In this paper, behavioral-based detection powered by machine learning is introduced. As the result, detection ratio is dramatically improved by comparison with traditional detection.
Needless to say that malware detection is getting harder today. Everybody knows signature-based detection reaches its limit, so that most anti-virus vendors use heuristic, behavioral and reputation-based detections altogether. About targeted attack, basically attackers use undetectable malware, so that reputation-based detection doesn't work well because it needs other victims beforehand. And it is a fact that detection ratio is not enough though we use heuristic and behavioral-based detections. In our research using the Metascan, average detection ratio of newest malware by most anti-virus scanner is about 30 %( the best is about 60 %).
By the way, heuristic and behavioral-based detections are developed by knowledge and experience of malware analyst. For example, most analysts know that following features are indicator that those programs are malicious.

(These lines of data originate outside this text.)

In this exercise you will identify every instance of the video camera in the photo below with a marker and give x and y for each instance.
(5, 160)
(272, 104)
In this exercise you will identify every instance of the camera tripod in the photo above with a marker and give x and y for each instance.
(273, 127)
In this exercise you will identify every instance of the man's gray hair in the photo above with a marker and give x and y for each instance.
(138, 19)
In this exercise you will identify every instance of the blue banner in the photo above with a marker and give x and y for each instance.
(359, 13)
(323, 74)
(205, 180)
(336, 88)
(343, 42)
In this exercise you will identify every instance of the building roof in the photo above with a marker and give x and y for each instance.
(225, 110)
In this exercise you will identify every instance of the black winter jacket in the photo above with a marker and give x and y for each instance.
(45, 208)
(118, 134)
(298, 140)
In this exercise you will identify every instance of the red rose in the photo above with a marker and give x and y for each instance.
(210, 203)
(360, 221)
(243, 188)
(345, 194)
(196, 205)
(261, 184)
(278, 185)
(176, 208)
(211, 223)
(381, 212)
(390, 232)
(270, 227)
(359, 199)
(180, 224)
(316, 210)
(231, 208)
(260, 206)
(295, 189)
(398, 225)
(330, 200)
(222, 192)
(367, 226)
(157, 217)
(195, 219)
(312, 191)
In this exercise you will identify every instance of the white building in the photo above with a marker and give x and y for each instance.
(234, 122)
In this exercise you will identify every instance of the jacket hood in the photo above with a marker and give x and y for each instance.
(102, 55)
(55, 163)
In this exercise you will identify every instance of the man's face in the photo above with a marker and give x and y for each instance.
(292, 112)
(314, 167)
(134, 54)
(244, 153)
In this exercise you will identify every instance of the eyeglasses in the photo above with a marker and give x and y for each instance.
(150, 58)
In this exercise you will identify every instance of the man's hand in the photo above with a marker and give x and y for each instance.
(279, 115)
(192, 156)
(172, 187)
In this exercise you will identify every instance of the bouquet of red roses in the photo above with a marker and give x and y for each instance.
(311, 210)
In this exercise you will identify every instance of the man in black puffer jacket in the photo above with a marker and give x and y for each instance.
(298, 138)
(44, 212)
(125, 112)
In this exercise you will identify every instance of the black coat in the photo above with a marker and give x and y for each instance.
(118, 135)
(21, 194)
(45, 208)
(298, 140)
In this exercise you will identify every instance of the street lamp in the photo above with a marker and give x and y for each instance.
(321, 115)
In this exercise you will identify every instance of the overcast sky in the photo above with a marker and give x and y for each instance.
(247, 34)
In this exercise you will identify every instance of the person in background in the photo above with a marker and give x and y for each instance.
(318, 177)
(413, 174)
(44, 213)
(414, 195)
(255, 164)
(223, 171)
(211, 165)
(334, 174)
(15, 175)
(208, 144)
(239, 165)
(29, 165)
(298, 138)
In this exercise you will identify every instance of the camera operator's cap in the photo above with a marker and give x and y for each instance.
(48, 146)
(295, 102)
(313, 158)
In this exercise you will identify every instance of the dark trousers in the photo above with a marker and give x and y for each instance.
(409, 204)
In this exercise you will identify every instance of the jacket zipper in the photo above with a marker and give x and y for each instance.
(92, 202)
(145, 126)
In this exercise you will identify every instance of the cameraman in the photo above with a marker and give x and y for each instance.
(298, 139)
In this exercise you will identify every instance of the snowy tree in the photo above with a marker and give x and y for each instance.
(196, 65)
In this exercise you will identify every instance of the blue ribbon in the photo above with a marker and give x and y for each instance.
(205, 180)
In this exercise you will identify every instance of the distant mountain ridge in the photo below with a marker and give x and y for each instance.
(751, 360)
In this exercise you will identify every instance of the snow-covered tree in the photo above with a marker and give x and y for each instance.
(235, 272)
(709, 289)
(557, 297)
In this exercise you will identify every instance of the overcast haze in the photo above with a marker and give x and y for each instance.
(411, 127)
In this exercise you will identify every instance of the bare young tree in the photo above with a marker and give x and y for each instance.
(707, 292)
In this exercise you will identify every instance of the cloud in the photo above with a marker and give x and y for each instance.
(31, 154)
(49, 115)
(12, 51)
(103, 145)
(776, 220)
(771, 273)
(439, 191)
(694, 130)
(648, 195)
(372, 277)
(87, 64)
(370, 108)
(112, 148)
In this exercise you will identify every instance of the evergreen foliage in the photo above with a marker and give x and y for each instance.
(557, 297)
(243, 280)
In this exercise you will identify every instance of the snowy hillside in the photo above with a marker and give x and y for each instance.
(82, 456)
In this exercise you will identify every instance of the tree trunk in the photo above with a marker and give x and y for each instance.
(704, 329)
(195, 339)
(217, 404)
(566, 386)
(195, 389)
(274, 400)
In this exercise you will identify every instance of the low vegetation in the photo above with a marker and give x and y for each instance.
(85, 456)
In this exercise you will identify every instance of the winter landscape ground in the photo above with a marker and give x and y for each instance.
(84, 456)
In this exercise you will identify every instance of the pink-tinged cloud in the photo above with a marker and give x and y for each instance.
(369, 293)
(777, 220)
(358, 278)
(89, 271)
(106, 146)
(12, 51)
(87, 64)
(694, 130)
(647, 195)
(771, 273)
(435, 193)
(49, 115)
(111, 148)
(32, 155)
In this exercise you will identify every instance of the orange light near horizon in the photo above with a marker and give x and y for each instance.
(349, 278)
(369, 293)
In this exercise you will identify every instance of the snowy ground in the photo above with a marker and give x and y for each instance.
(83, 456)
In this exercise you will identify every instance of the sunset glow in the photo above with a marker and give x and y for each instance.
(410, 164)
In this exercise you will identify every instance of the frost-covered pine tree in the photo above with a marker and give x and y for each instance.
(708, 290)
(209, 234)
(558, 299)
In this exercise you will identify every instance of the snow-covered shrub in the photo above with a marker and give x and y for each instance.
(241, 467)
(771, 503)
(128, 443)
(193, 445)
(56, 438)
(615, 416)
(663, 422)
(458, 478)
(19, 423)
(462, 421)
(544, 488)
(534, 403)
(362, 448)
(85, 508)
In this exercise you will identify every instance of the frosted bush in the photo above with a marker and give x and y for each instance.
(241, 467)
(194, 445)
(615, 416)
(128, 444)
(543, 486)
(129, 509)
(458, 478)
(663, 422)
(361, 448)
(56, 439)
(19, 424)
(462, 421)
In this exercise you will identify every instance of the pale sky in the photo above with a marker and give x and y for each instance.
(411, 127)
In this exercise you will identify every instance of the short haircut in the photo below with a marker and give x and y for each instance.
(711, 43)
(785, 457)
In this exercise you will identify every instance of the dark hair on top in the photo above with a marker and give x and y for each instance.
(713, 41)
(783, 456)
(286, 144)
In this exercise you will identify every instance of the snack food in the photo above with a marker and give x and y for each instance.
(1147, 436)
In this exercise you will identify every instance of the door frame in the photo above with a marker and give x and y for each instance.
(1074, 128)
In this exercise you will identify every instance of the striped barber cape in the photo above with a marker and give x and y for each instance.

- A file imports VirtualAlloc, VirtualProtect and LoadLibrary only and has a strange section name
- An entry point that does not fall within declared text or code section
- Creating remote threads into a legitimate process like explore.exe
- After unpacking, calling OpenMutex and CreateMutex to avoid multiple infections
- Register itself to auto start extension points like services and registry
- Creating a .bat file and try to delete own itself through executing the file with cmd.exe
- Setting global hook to capture keystroke using SetWindowsHookEx
Heuristic and behavioral-based detections are developed based on those pre-determined features like above. Analysts are finding those features day by day. But, this kind of work is not appropriate for human. Therefore we classified programs as malware or benign by machine learning through dynamic analysis results. Thereby, detection ratio is dramatically improved and we could recognize that which features are strongly related to malware by numeric score. And then, we could find the features which we’ve never found by this method. Finally, the outlook and challenges of this method will be tackled.